Reputation: 6302
How can I detect and delete rows with Chinese characters in MySQL?
Upvotes: 7
Views: 8082
Reputation: 541
Here is the Table "Chinese_Test" Contains the Chinese Character on my PhpMyAdmin
Data:
notice my type of Collation is utf8, thus let's take a look at the Chinese Characters in utf8 table. http://www.ansell-uebersetzungen.com/gbuni.html
Notice the Chinese Character is from E4 to E9, hence we use the code
select number
from Chinese_Test
where HEX(contents) REGEXP '^(..)*(E[4-9])';
and here is the result:
Upvotes: 13
Reputation: 449783
I don't have an answer, but to provide you with a starting point: Chinese characters will occupy certain blocks in the UTF-8 character set. Example
You would have to query for rows that contain characters between the first and the last point of that block. I can't think of a way to automate this though (i.e. to query for characters inside a certain range without naming each character explicitly).

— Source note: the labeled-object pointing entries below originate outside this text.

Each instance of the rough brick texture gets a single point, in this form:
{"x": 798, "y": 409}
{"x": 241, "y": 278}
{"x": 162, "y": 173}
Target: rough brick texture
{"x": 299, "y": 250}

Another untested idea that comes to mind is using iconv()
to convert the string to a specifically Chinese encoding, using //IGNORE
, and seeing whether any data is left. If anything is left, the string may contain chinese characters.... although this would probably be disrupted by any numbers inside the string,
It's an interesting problem.
Upvotes: 0
Reputation: 80657
If all the other rows have alphanumeric values try the following:
DELETE FROM tableName WHERE NOT columnToCheck REGEXP '[A-Za-z0-9.,-]';
Do check the results before deletion, using the following:
SELECT * FROM tableName WHERE NOT columnToCheck REGEXP '[A-Za-z0-9.,-]';
Upvotes: 0